As Lent approaches, this Sunday concludes the continuous reading of Mark, which will not resume until the first week of July. The Gospel portrays two Sabbath controversies, which end with the plot of Pharisees and Herodians "to destroy" Jesus, an anticipation of the Passiona helpful lead-in to the Lenten season.

The reading from Deuteronomy lays out the legislation for the Sabbath rest from work for all people, including "slaves" and "aliens," in remembrance of the people’s liberation from Egypt, where they too had been slaves and aliens.

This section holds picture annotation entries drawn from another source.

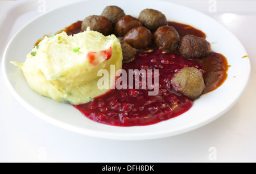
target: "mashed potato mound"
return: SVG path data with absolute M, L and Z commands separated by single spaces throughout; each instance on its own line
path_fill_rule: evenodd
M 19 67 L 30 87 L 39 94 L 60 102 L 79 105 L 106 93 L 100 89 L 97 76 L 100 69 L 115 71 L 122 68 L 122 48 L 113 35 L 105 36 L 89 28 L 73 36 L 64 32 L 46 36 L 27 55 Z

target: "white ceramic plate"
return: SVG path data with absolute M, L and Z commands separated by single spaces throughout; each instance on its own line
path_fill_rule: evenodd
M 187 113 L 147 126 L 121 127 L 100 124 L 85 117 L 71 105 L 42 97 L 28 87 L 20 70 L 10 61 L 23 63 L 38 39 L 54 34 L 90 15 L 100 15 L 108 5 L 117 5 L 126 14 L 137 17 L 142 10 L 158 10 L 168 20 L 191 25 L 204 31 L 212 49 L 224 55 L 231 67 L 224 84 L 203 96 Z M 56 126 L 89 136 L 122 140 L 166 137 L 188 132 L 217 118 L 238 101 L 248 82 L 250 65 L 240 41 L 225 27 L 208 16 L 174 3 L 148 0 L 82 1 L 44 14 L 21 29 L 9 43 L 3 59 L 3 71 L 15 97 L 35 115 Z

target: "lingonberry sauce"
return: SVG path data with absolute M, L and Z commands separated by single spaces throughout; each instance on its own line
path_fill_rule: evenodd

In other passages the Sabbath rest is also a commemoration of the divine "rest" from creative activity on the seventh day (Gen. 2:1-3), crystallized in the Fourth Commandment of the Decalogue (Ex. 20:8-11). The Sabbath is a day of rest from all work in order to celebrate and remember God as creator and liberator.

This double significance of the Sabbath provides the tension in the Gospel readings. In two places Jesus offends Pharisees by seeming to violate the Sabbath rest when he provides food for his disciples and heals a man on the Sabbath. The Pharisees were known for their dedicated and strict observance of the law by creating a great number of prescriptions that formed a "fence around the law," guarding it from any direct transgressions. These disputes do not represent an attack on Judaism, but an inner-Jewish debate in which Jesus invokes the liberating meaning of the Sabbath against a strict interpretation of the command to rest. Both responses of Jesus are summarized in the ringing cry, "The Sabbath was made for humans; and not humans for the Sabbath" (my translation). The Sabbath rest prescribed in Deuteronomy was to provide an opportunity for all people, including the most marginal in society, to recall God’s liberating love for suffering humans. Jesus as "Son of Man," who will ultimately give his life as a "ransom" for others (Mk. 10:45), gives a new dimension to the Sabbath rest.

These readings present a prophetic challenge to the church today. The Sabbath (Sunday) rest has virtually disappeared in our mercantile society as that day becomes often simply another occasion to "shop until you drop." Today those most likely to be forced to work on Sunday are among the must vulnerable in our society, immigrants (the resident alien of the Bible), single parents, poor service workers. Far from absolving contemporary Christians from Sabbath obligations, Jesus’ actions herald the true observance of the Sabbath as an occasion to create time for God, to think of the vulnerable in our midst and to counter individually and collectively the destruction of the "Lord’s day."